Generating data from patients has been a long-standing phenomenon in health care. In the early days of medicine, doctors took detailed notes about their patients to track their health and progress over time. Now, technology enables a different kind of data capture, with untold volumes of data flowing into electronic health record systems, digital management systems for images or gene sequences, and billing systems that integrate clinical and financial data. All of these tools make it easier for healthcare providers to collect, analyze, and synthesize patient data, improve their clinical decision making, and better understand each patient’s health. Data enables tracking of treatment outcomes and provision of personalized care. By maximizing the use of data, clinical decision-makers are able to provide the highest quality of care based on the most complete information.

I have spent my career focused on understanding how we can use the capabilities of technology to extend the reach of clinical experts. There are many places where this is happening now, but the extent of our capabilities in gathering, analyzing, and using a variety of patient data has drastically increased the possibilities in recent years. For example, my current work at Catalia Health leverages psychological modeling of patients to better convey information back to those patients.
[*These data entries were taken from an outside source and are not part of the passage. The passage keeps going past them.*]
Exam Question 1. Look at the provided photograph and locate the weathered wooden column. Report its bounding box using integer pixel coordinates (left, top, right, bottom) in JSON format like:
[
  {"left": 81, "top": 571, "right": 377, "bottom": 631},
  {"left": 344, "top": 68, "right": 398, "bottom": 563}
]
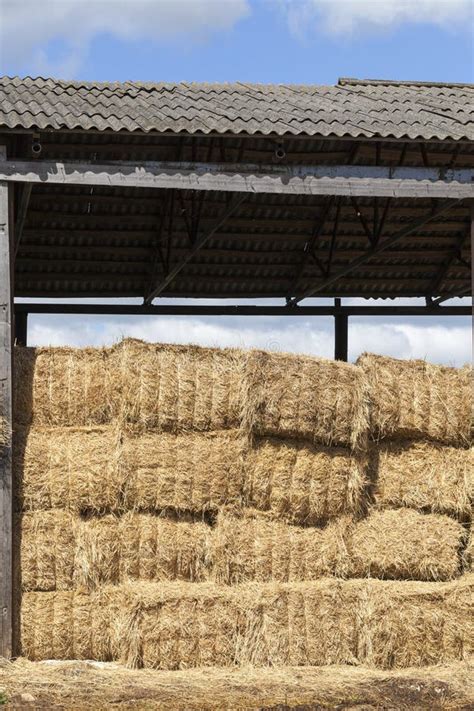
[{"left": 0, "top": 146, "right": 13, "bottom": 658}]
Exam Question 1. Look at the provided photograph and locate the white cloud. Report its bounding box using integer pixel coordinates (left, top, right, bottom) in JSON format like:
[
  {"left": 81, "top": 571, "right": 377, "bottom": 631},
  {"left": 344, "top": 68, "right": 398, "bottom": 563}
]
[
  {"left": 28, "top": 316, "right": 471, "bottom": 366},
  {"left": 0, "top": 0, "right": 249, "bottom": 78},
  {"left": 280, "top": 0, "right": 473, "bottom": 36}
]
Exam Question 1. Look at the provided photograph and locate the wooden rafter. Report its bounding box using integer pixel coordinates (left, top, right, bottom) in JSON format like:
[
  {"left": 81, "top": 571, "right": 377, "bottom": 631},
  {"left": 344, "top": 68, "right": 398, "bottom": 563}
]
[
  {"left": 144, "top": 195, "right": 246, "bottom": 304},
  {"left": 290, "top": 200, "right": 458, "bottom": 305}
]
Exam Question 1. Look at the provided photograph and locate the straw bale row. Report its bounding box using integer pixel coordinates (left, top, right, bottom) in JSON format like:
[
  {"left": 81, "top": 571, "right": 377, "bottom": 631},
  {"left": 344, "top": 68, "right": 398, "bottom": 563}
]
[
  {"left": 21, "top": 575, "right": 474, "bottom": 669},
  {"left": 17, "top": 510, "right": 211, "bottom": 591},
  {"left": 357, "top": 353, "right": 473, "bottom": 447},
  {"left": 13, "top": 426, "right": 474, "bottom": 525},
  {"left": 14, "top": 339, "right": 472, "bottom": 450},
  {"left": 17, "top": 509, "right": 466, "bottom": 591}
]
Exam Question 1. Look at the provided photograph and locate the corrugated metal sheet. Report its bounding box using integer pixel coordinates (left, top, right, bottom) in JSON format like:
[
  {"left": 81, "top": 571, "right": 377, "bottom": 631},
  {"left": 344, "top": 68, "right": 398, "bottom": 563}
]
[{"left": 0, "top": 77, "right": 474, "bottom": 140}]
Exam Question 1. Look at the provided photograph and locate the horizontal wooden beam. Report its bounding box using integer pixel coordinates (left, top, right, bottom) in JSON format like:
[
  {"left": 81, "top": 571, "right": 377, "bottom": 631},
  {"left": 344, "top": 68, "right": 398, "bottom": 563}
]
[
  {"left": 0, "top": 160, "right": 474, "bottom": 200},
  {"left": 15, "top": 302, "right": 471, "bottom": 318}
]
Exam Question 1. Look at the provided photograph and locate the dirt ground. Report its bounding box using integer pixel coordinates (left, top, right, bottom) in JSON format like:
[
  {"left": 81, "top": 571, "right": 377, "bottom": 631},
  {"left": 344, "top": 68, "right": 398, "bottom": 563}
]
[{"left": 0, "top": 659, "right": 474, "bottom": 711}]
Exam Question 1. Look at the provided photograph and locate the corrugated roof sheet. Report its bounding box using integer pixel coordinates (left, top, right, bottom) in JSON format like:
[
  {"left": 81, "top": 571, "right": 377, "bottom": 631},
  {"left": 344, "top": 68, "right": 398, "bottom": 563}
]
[{"left": 0, "top": 77, "right": 474, "bottom": 140}]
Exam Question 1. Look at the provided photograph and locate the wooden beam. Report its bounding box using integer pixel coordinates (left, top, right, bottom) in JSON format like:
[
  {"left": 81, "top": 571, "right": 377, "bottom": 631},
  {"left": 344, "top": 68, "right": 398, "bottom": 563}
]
[
  {"left": 0, "top": 146, "right": 13, "bottom": 659},
  {"left": 13, "top": 183, "right": 33, "bottom": 258},
  {"left": 292, "top": 200, "right": 457, "bottom": 304},
  {"left": 144, "top": 195, "right": 246, "bottom": 304},
  {"left": 334, "top": 299, "right": 349, "bottom": 361},
  {"left": 0, "top": 160, "right": 474, "bottom": 200},
  {"left": 15, "top": 301, "right": 471, "bottom": 318}
]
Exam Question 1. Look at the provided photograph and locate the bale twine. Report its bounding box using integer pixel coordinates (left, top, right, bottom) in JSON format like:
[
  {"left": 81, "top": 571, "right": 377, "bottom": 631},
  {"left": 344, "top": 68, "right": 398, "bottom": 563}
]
[
  {"left": 121, "top": 430, "right": 244, "bottom": 512},
  {"left": 212, "top": 511, "right": 350, "bottom": 585},
  {"left": 347, "top": 509, "right": 465, "bottom": 580},
  {"left": 371, "top": 442, "right": 474, "bottom": 520},
  {"left": 357, "top": 353, "right": 472, "bottom": 447},
  {"left": 245, "top": 437, "right": 366, "bottom": 525},
  {"left": 21, "top": 590, "right": 119, "bottom": 661},
  {"left": 113, "top": 339, "right": 243, "bottom": 432},
  {"left": 244, "top": 351, "right": 368, "bottom": 449},
  {"left": 13, "top": 347, "right": 119, "bottom": 427},
  {"left": 212, "top": 509, "right": 465, "bottom": 585},
  {"left": 13, "top": 427, "right": 122, "bottom": 513}
]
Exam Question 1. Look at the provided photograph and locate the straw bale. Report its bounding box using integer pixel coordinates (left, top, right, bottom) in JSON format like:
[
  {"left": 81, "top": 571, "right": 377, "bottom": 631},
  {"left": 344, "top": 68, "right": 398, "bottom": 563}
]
[
  {"left": 13, "top": 427, "right": 122, "bottom": 512},
  {"left": 14, "top": 347, "right": 119, "bottom": 427},
  {"left": 212, "top": 509, "right": 465, "bottom": 585},
  {"left": 114, "top": 339, "right": 243, "bottom": 432},
  {"left": 371, "top": 442, "right": 474, "bottom": 520},
  {"left": 347, "top": 509, "right": 465, "bottom": 580},
  {"left": 212, "top": 511, "right": 351, "bottom": 585},
  {"left": 121, "top": 430, "right": 244, "bottom": 512},
  {"left": 244, "top": 351, "right": 369, "bottom": 449},
  {"left": 21, "top": 591, "right": 117, "bottom": 661},
  {"left": 245, "top": 437, "right": 367, "bottom": 525},
  {"left": 357, "top": 353, "right": 473, "bottom": 446},
  {"left": 358, "top": 575, "right": 474, "bottom": 669},
  {"left": 117, "top": 583, "right": 237, "bottom": 669},
  {"left": 19, "top": 510, "right": 75, "bottom": 591},
  {"left": 74, "top": 512, "right": 211, "bottom": 589}
]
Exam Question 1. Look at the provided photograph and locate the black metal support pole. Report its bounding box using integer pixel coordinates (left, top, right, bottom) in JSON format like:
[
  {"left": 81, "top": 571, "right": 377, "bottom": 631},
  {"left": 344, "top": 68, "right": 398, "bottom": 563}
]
[
  {"left": 334, "top": 299, "right": 349, "bottom": 361},
  {"left": 15, "top": 310, "right": 28, "bottom": 346}
]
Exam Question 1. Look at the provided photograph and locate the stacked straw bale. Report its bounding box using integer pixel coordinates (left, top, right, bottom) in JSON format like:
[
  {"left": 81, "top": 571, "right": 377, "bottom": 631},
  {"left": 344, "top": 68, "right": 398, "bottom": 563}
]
[
  {"left": 22, "top": 575, "right": 474, "bottom": 669},
  {"left": 121, "top": 430, "right": 244, "bottom": 512},
  {"left": 245, "top": 437, "right": 366, "bottom": 525},
  {"left": 17, "top": 510, "right": 211, "bottom": 591},
  {"left": 13, "top": 348, "right": 119, "bottom": 427},
  {"left": 243, "top": 351, "right": 368, "bottom": 450},
  {"left": 212, "top": 509, "right": 465, "bottom": 585},
  {"left": 372, "top": 441, "right": 474, "bottom": 520},
  {"left": 113, "top": 339, "right": 245, "bottom": 432},
  {"left": 14, "top": 340, "right": 474, "bottom": 669},
  {"left": 13, "top": 426, "right": 123, "bottom": 513},
  {"left": 357, "top": 353, "right": 473, "bottom": 447}
]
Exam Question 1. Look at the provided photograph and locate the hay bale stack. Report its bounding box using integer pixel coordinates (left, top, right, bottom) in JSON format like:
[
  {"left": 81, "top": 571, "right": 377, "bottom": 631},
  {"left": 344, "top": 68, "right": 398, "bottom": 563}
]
[
  {"left": 113, "top": 339, "right": 244, "bottom": 432},
  {"left": 245, "top": 437, "right": 366, "bottom": 525},
  {"left": 117, "top": 583, "right": 237, "bottom": 669},
  {"left": 74, "top": 513, "right": 211, "bottom": 588},
  {"left": 13, "top": 427, "right": 123, "bottom": 513},
  {"left": 371, "top": 442, "right": 474, "bottom": 520},
  {"left": 244, "top": 351, "right": 368, "bottom": 450},
  {"left": 13, "top": 347, "right": 119, "bottom": 427},
  {"left": 212, "top": 509, "right": 465, "bottom": 585},
  {"left": 347, "top": 509, "right": 465, "bottom": 581},
  {"left": 19, "top": 510, "right": 75, "bottom": 591},
  {"left": 357, "top": 353, "right": 473, "bottom": 447},
  {"left": 21, "top": 589, "right": 117, "bottom": 661},
  {"left": 212, "top": 512, "right": 350, "bottom": 585},
  {"left": 121, "top": 430, "right": 245, "bottom": 512},
  {"left": 16, "top": 510, "right": 211, "bottom": 591}
]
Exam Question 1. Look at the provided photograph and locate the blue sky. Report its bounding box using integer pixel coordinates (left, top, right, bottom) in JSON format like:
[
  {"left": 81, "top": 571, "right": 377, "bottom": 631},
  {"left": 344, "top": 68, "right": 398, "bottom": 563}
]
[{"left": 0, "top": 0, "right": 474, "bottom": 364}]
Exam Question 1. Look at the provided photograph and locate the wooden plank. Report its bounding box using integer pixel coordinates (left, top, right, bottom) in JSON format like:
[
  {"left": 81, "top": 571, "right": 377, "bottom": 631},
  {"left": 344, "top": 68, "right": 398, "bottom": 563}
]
[
  {"left": 0, "top": 146, "right": 13, "bottom": 659},
  {"left": 0, "top": 160, "right": 474, "bottom": 200}
]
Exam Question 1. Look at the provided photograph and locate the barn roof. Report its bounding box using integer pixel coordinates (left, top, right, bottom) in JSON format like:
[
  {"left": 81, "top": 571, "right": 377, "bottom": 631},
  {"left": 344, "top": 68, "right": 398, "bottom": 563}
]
[{"left": 0, "top": 77, "right": 474, "bottom": 141}]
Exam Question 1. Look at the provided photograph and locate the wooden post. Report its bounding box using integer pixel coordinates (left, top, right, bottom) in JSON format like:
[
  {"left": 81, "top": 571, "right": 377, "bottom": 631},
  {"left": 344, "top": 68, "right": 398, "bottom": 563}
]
[
  {"left": 334, "top": 299, "right": 349, "bottom": 361},
  {"left": 0, "top": 146, "right": 13, "bottom": 659},
  {"left": 14, "top": 311, "right": 28, "bottom": 346}
]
While the core programs are physician-prescribed treatment plans, the psychological approach is a unique, effective way of scaling care for patients. In this way, we can use technology and data to multiply the impact of clinicians, personalize treatments for patients, and, as much as possible, optimize for improving health outcomes and the efficiency of care delivery.
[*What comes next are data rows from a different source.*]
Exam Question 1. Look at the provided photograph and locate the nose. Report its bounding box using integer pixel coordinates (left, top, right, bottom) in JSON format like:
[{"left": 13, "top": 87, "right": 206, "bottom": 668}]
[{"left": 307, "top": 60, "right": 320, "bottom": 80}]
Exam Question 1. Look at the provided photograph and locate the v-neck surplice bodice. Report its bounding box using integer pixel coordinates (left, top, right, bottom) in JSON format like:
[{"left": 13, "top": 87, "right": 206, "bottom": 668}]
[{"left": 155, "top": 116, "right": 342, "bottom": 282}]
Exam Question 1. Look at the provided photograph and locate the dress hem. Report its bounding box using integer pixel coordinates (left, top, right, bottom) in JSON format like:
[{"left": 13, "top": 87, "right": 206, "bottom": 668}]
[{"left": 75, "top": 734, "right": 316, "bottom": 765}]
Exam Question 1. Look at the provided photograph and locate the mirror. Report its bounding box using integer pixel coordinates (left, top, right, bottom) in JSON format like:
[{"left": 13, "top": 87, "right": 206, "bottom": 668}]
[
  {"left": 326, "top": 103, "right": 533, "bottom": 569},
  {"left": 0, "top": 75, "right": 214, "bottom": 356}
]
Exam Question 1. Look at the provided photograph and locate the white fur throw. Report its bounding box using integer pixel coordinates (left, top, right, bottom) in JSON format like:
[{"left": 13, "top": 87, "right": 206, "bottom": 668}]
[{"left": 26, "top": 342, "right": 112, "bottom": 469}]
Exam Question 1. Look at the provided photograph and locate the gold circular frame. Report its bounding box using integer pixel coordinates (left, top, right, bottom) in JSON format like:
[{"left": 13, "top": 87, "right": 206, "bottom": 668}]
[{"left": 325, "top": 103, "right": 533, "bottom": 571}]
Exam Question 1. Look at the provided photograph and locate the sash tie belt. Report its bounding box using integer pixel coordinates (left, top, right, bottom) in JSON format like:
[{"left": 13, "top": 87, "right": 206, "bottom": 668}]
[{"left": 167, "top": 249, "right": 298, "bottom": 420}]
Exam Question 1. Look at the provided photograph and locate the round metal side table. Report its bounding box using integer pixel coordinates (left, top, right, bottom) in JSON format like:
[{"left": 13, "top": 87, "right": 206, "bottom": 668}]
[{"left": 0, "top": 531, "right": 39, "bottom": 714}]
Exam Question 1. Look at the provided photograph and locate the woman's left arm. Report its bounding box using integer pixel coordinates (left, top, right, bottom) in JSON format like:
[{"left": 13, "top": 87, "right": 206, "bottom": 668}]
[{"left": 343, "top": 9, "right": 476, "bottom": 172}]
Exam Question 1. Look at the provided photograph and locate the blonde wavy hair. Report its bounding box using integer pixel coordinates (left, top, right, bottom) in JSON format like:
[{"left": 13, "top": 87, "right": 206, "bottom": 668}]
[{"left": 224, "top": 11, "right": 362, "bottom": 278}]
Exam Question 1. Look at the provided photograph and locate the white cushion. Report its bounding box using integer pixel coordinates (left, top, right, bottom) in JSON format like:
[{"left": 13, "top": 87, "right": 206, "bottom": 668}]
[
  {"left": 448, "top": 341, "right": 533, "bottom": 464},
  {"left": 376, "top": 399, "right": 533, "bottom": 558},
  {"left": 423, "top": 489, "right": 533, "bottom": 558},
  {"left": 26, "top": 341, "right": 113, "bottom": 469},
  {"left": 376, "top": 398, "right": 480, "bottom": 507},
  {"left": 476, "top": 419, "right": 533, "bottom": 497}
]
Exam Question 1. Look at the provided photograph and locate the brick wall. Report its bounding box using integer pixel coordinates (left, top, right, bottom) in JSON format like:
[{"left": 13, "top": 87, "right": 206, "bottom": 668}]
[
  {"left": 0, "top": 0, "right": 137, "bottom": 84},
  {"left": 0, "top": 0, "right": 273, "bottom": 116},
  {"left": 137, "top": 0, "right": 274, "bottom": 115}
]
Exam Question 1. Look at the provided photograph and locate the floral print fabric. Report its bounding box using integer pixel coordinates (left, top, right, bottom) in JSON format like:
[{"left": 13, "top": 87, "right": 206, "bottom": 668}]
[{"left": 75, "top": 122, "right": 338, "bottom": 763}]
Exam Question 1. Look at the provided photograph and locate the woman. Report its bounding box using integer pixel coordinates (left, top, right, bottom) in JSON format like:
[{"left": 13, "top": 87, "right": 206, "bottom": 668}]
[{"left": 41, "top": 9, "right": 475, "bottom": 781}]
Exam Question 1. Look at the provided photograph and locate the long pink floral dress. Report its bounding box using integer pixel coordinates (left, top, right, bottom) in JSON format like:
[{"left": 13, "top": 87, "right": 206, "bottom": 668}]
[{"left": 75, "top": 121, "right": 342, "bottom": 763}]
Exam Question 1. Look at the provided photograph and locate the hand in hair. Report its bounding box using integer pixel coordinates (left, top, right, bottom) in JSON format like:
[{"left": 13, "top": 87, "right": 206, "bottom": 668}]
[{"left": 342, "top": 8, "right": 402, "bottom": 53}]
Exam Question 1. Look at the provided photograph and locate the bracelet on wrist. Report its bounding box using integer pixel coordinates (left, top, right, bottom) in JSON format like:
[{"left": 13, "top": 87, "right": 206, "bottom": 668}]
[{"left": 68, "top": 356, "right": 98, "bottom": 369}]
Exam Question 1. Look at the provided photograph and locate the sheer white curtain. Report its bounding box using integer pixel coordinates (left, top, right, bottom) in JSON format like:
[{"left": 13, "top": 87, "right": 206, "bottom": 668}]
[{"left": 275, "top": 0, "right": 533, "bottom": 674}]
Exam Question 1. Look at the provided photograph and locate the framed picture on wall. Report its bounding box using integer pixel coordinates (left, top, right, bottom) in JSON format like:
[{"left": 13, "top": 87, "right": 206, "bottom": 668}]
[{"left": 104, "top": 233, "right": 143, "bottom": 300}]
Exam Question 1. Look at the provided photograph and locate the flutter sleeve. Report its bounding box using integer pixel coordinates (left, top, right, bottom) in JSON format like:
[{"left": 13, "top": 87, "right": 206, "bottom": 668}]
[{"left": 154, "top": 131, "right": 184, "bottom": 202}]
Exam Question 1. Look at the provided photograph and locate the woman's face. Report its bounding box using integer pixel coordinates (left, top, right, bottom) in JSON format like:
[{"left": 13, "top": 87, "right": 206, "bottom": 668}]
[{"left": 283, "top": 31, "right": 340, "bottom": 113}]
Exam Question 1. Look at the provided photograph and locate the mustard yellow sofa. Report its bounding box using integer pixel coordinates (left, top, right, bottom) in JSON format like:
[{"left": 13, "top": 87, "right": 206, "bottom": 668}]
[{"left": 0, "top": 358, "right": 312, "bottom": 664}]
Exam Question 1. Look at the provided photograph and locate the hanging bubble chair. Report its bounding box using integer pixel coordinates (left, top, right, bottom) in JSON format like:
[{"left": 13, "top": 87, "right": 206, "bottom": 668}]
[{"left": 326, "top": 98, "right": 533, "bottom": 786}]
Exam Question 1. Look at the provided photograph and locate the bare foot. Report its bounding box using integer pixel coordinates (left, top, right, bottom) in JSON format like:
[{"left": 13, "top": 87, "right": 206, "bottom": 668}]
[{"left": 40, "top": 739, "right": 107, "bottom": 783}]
Despite these good intentions, however, patient-generated data is used for more than just helping healthcare providers deliver better care. Some of the largest companies in the healthcare industry—McKesson, United HealthCare’s Optum division, Verily (Google/Alphabet’s health company), and Flatiron (acquired by Roche for $1.9B)—are profiting handsomely by collecting, aggregating, and selling patient data to pharmaceutical companies and others. By doing so, these companies can provide valuable insights into patient behavior, health outcomes, and patterns of care, allowing life sciences firms to develop products and services that better meet the needs of patients. But companies can also use this data to create detailed profiles of individuals and to target them with marketing messages or personalized offers, a controversial (but effective) way to reach and engage customers. Patient data, on the whole, is quite valuable.

Given this value, are we looking at patient-generated data from the optimal economic perspective? How do we know how accurate it is, how representative it is of a “typical” patient population, or how much it can truly tell us about patient behavior or outcomes? Do we have a full understanding of how companies are using patient-generated data to target potential customers with marketing messages or offers? Despite the opportunities, what risks do we encounter when we handle patient-generated data, and what are our responsibilities in how that data is used? How do we know whether all of this data aggregation and sharing has actually resulted in any discoveries, benefits, or efficiencies?

We know that patient data that is longitudinal, complete, and accurate has enormous value in high-return areas such as the development of new drugs and therapeutics, the identification of sub-populations most likely to benefit from targeted or molecularly-specific therapies, or, as we have found at Catalia Health, in designing tailored programs that help patients with chronic diseases stay on beneficial therapies and maintain communication with their healthcare team. Curiously, some of the aspects of these patient-specific datasets that are most insightful in terms of optimizing health outcomes for the “long tail” of patients at both ends of a bell curve are also the aspects that are lost when a dataset is aggregated, de-identified, “cleaned”, and homogenized for external sale and consumption. Likewise, when data is aggregated and sold on, it loses its connection to the patient, and therefore loses the opportunity to be further connected to future outcomes. Current healthcare data markets may be missing this point, sacrificing the high value of identifiable, patient-linked, opt-in data for the high volume and easy grab of an aggregated data pool that might offer no discernable insight beyond hypothesis.

Patients are becoming more aware of their rights, increasing their desire to access and own their data, and are simultaneously becoming more skeptical of how the entities they trust as health data stewards—hospitals, electronic health record companies, and health technology companies—might use, safeguard, or fail to protect it. From the perspective of a company that helps patients generate data and then uses that to improve their healthcare experience and outcomes, we know the power of using patient data responsibly. For those who may be playing fast and loose with patient data or claiming to practice privacy while engaging in commercial data sharing without patient knowledge or consent, patients may start standing up to your business model and demanding their share—or, at the very least, your transparency.

By sharing their data, patients know that they can help advance medical research and improve healthcare outcomes for themselves and for other patients like them, but they also want to know that their data is protected, and that if there are commercial gains to be made, that they might receive some consideration. The use of patient-generated data is an important tool for healthcare providers and companies alike, allowing them to better understand their patients and develop better treatments and services tailored to their needs. While the use of patient-generated data is often controversial, it can be a powerful tool for improving healthcare outcomes when used responsibly.